No knowledge of the encryption key is required to exploit this vulnerability and hence Bring Your Own Key (BYOK) or similar encryption key protection measures have no remedial impact.

The cipher used for Microsoft Office 365 Message Encryption appears to be Advanced Encryption Standard (AES). However, in the context of this vulnerability the actual cipher is irrelevant since the ECB mode of operation has the same properties regardless of the cipher used.

CWE-327: Use of a Broken or Risky Cryptographic Algorithm

Outlook 365 Message Encryption uses Electronic Codebook (ECB) mode of operation when encrypting the message into RPMSG blob.

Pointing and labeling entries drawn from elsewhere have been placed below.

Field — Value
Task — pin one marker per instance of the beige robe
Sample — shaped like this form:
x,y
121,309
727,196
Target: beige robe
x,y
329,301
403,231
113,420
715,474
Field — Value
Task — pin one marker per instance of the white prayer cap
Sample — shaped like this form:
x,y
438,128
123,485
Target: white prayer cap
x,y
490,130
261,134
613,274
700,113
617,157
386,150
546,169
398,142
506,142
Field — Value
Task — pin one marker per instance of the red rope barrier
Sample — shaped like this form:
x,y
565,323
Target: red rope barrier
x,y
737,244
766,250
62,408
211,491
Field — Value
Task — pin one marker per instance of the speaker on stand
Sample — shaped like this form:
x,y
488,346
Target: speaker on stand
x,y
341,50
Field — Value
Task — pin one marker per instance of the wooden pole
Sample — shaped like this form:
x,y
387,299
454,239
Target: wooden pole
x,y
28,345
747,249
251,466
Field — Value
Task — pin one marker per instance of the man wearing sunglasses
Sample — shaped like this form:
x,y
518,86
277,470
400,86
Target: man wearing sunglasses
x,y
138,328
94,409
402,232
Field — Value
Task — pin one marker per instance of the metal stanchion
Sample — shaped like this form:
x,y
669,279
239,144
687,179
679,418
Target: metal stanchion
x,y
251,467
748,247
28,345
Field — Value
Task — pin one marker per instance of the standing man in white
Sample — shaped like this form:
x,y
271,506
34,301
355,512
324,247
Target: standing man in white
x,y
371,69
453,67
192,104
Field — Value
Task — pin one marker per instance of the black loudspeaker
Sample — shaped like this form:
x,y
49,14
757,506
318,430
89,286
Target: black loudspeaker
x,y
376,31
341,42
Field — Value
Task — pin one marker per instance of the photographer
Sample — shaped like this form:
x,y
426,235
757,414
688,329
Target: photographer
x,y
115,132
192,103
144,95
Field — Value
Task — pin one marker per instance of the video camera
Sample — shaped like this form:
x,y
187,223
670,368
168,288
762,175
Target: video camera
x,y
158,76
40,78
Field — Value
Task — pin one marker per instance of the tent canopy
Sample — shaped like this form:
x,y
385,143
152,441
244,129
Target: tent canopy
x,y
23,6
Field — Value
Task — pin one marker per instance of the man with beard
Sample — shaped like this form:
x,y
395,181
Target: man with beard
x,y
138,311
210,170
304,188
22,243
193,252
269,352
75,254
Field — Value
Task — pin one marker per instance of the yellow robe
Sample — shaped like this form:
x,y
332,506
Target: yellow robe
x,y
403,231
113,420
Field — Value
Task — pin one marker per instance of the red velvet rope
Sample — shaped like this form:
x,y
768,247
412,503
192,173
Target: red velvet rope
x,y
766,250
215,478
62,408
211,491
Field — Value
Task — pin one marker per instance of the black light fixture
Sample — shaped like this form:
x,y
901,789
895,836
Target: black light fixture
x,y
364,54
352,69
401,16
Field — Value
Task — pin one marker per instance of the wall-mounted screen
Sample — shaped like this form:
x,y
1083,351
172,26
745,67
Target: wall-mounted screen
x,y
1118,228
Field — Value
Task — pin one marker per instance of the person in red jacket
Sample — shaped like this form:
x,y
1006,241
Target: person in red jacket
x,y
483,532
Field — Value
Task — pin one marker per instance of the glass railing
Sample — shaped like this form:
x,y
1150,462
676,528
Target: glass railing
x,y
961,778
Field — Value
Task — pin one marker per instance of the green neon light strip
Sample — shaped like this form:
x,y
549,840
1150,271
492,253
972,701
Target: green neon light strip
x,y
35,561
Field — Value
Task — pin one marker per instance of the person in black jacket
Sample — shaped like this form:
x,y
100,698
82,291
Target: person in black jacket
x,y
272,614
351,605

The root cause for the vulnerability appears to be a prior decision to use Electronic Codebook (ECB) mode of operation with message encryption and then maintaining compatibility with this poor decision.

The Microsoft Information Protection (MIP) ProtectionHandler::PublishingSettings class has a SetIsDeprecatedAlgorithmPreferred method (1) that is documented as:

"Sets whether or not deprecated crypto algorithm (ECB) is preferred for backwards compatibility." 

It is likely that OME uses this method to enable the ECB encryption of RPMSG. If this flag is not set Cipher Block Chaining (CBC) mode of operation is used.

Microsoft Information Protection FIPS 140-2 Compliance (2) documentation mentions that

"Legacy versions of Office (2010) require AES 128 ECB, and Office docs are still protected in this manner by Office apps."

Remediation

After repeated queries about the status of the vulnerability Microsoft eventually replied with the following:

"The report was not considered  meeting the bar for security servicing, nor is it considered a breach. No code change was made and so no CVE was issued for this report."

End user or administrator of the email system has no option to enforce more secure mode of operation. Since Microsoft has no plans to fix this vulnerability the only mitigation is to avoid using Microsoft Office 365 Message Encryption.

Partial Mitigation

Some exchange online plans offer "Microsoft Purview Advanced Message Encryption". When available, this feature can be configured to enforce sending only a link to the OME portal, and omit the RPMSG attachment.

Such configuration can be deployed by following the Microsoft Instructions on how to ensure all external recipients use the OME Portal to read encrypted mail. More specifically: New-TransportRule must be deployed with -ApplyRightsProtectionTemplate "Do Not Forward". Once deployed it is recommended to verify the correct operation by sending an encrypted email to an external email address to ensure that no RPMSG attachment is sent.

This mitigation has the drawback of being available only to certain enterprise level plans. Furthermore, it doesn't help against an adversary who can intercept the pin code email sent to the recipient of a pin-protected OEM email, and it doesn't solve potential issues with the email messages sent prior to the configuration change.

Special thanks to Marko Buuri from Fraktal Oy for help in crafting this mitigation.